What would be the best approach to follow. Below are some approach we thought of trying with.
Install openfire on DR server with same version as in production and connecting to same
DB instance. ( In this case, will the data will be cleared/overwritten when we install DR into same DB? )
Install and setup clustering using hazelcast plugin with production and DR instance. Once done, make active only the production version and stop the DR version. If any failure then make active the DR system.
Please let us know which approach would be better out of above two or is there any other approach .
Appreciate your usual support.
I’m assuming here that DR refers to “disaster recovery” or a similar concept.
By far most of the state that is important to retain after a disaster is maintained in the database used by Openfire. There is some on-disk data (notably, the TLS certificates, the
openfire.xml configuration file and possibly plugin-specific directories) to take into account too, but that data typically does not change a lot. If “disaster recovery” in your definition is “being able to quickly re-establish functionality” rather than “end-users should not notice the disaster at all”, then dismissing the in-memory state (which are primarily routing tables, cached data, etc) is probably acceptable.
Any disaster recovery setup that depends on the database content to survive the disaster that is to be recovered from is flawed. A new Openfire instance is typically spun up very quickly. If you’re strictly looking for disaster recovery solutions, I wouldn’t immediately look at a clustering solution. Clustering adds a lot of caveats to the setup (which might hurt your normal production), and will still depend on that singular database instance.
I would suggest to first look at some kind of hot-standby solution, that depends on the database to be recovered in same way, shape or form as supported by your database vendor.
To enable DR and business continuity for openfire my best advice is considering Hazelcast clustering. Of course as database is shared by two instances so you also need HA and DR at the database level.
I have recently implemented sucessfully several openfire docker instances with clustering enabled. This gives you failover using multiple nodes but sharing same database instance.
In order to get best performances and scalability, i would investigate using mysql docker cluster replicated instances but oracle can do the job as well.
You also need to have filesystems containing files that must be sync or replicated. In other words you need a comon HA/DR filesystem/volume between nodes.

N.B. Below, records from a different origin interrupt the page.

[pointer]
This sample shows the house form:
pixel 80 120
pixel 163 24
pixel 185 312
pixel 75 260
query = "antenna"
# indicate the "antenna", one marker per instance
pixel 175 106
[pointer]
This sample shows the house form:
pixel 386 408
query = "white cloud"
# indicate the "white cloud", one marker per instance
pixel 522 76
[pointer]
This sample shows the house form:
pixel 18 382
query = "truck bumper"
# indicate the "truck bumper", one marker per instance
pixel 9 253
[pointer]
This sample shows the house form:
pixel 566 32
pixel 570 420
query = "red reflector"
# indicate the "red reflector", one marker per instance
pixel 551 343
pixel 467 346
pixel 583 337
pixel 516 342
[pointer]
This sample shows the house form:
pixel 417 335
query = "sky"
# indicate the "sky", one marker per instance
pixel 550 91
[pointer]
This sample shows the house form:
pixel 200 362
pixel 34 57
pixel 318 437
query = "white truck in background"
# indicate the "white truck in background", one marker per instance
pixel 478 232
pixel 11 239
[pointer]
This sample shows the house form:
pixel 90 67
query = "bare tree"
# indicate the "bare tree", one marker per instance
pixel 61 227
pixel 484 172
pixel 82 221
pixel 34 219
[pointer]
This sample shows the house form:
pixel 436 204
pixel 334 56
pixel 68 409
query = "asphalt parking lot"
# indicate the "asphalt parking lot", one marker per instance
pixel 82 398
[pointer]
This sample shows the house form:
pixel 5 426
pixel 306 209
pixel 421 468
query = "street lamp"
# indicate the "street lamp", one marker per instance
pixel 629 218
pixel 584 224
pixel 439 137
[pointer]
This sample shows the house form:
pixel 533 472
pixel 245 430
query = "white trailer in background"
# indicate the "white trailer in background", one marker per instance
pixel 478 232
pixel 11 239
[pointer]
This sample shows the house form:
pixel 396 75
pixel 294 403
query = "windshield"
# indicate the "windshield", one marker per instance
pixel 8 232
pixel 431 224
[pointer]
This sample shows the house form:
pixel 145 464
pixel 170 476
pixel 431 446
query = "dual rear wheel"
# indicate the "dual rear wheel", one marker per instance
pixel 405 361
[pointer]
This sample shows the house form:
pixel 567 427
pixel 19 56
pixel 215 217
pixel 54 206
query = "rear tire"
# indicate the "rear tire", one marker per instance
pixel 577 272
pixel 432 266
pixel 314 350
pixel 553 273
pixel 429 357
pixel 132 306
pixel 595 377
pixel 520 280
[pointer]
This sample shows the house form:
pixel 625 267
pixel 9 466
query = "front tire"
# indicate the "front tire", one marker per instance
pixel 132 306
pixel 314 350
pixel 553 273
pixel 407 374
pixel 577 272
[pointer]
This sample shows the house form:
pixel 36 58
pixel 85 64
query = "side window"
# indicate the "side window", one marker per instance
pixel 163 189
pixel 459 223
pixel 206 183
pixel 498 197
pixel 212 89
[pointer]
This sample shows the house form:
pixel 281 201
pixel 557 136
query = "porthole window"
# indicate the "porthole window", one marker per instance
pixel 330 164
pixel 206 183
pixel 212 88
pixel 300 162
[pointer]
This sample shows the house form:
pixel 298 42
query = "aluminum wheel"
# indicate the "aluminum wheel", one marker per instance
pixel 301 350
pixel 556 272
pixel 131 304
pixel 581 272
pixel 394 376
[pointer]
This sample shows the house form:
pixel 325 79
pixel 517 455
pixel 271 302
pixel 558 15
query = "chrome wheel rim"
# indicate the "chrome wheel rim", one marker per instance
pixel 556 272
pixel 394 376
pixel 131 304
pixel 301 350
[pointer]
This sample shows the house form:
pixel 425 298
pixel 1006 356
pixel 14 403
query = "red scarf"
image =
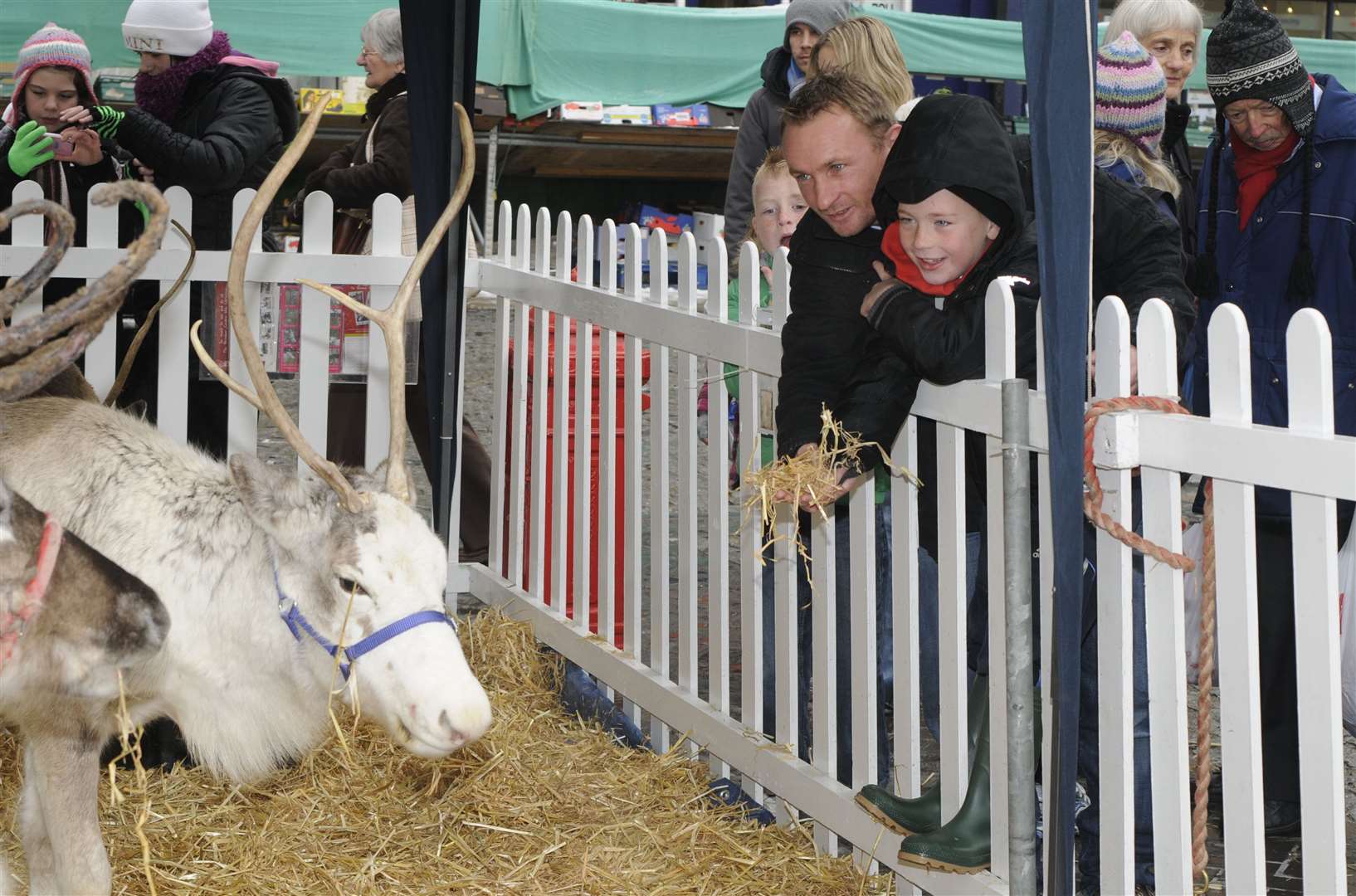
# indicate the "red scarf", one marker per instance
pixel 1256 171
pixel 909 273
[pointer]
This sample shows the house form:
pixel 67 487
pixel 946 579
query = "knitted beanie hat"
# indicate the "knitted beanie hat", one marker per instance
pixel 178 27
pixel 1251 57
pixel 818 15
pixel 1131 92
pixel 51 45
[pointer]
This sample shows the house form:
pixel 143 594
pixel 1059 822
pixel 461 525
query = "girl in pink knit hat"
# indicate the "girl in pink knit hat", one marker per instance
pixel 44 139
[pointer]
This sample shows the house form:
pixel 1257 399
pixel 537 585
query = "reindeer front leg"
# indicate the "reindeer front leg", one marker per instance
pixel 60 818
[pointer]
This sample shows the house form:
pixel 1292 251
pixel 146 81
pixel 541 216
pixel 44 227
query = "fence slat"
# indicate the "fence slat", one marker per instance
pixel 102 351
pixel 517 476
pixel 607 522
pixel 718 500
pixel 951 617
pixel 1115 629
pixel 583 438
pixel 27 231
pixel 500 408
pixel 632 462
pixel 385 241
pixel 1236 611
pixel 1309 350
pixel 1165 637
pixel 563 427
pixel 540 373
pixel 659 585
pixel 173 343
pixel 752 571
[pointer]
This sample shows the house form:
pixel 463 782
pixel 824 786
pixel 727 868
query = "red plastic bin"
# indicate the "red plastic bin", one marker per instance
pixel 618 510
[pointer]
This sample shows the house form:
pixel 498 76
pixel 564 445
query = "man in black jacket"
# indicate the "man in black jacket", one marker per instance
pixel 207 119
pixel 759 129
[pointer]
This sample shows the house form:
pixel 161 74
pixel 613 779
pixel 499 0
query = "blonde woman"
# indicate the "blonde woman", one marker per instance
pixel 1129 119
pixel 1170 32
pixel 866 48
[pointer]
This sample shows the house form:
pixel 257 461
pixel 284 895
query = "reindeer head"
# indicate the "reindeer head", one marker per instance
pixel 359 571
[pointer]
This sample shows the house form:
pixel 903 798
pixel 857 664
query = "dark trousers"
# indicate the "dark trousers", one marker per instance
pixel 1276 660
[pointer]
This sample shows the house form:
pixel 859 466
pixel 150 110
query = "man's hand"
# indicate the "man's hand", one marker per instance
pixel 806 502
pixel 887 282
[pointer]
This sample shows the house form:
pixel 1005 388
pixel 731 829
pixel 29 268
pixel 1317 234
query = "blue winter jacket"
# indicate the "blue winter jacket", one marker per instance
pixel 1253 267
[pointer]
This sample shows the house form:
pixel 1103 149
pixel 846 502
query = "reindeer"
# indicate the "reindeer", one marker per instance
pixel 278 585
pixel 70 617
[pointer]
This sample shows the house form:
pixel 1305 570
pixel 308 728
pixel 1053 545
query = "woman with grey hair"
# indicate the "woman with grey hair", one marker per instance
pixel 378 162
pixel 1170 32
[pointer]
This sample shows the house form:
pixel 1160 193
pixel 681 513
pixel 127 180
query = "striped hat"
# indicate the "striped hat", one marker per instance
pixel 51 45
pixel 1249 56
pixel 1131 92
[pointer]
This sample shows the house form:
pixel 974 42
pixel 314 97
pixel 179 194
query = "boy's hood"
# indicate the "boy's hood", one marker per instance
pixel 949 140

Implementing DR/HA is always costly as it requires strong expertise at many levels + testing plan and procedures. You need to weight what would be the advantage of clustering-HA against a cold standby instance that could rapidly be started in case od problems(cheaper).
Budget is not the same and results too
I do provide expertise in consultancy mode for that type of projects DR-HA. There are softwares to install & configure correctly. Network and performances concerns as well as a complete DR/HA test plan with operating guide and instructions. It’s a complete job/project.
Hope this helps.
Feel free to contact me if you need help and technical expertise to build your HA/DR infra. I could probably help out if you have a budget for it.

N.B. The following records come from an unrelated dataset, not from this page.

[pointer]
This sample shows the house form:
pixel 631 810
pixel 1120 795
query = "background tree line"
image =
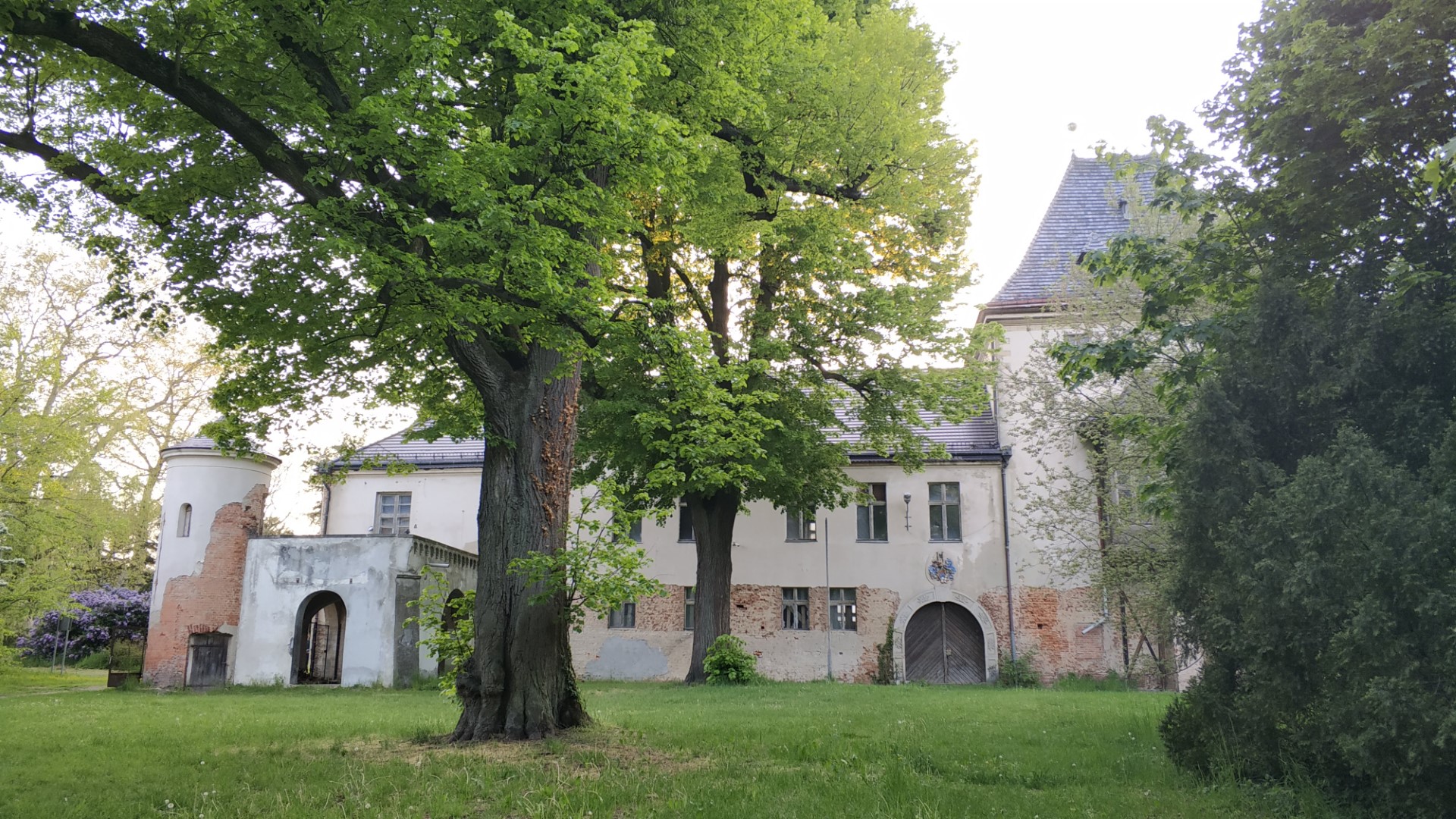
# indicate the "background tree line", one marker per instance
pixel 86 407
pixel 1310 460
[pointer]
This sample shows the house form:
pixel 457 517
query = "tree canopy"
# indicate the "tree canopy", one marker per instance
pixel 427 205
pixel 792 280
pixel 1310 472
pixel 85 411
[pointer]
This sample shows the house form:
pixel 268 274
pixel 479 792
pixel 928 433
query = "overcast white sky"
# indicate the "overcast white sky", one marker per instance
pixel 1030 67
pixel 1027 71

Thanks for posting this question. Hope answers from @guus and myself helps you and others having same concerns.
@guus Thank you.
We tried installing same version of openfire on DR server and connecting the same DB instance of production. We were able to connect and retrieve the messages that were sent in prod. server. We did not install cluster plugin.
@claude_stabile Thank you .
We tried without cluster plugin, and its seems to be working when connected the same DB with DR server.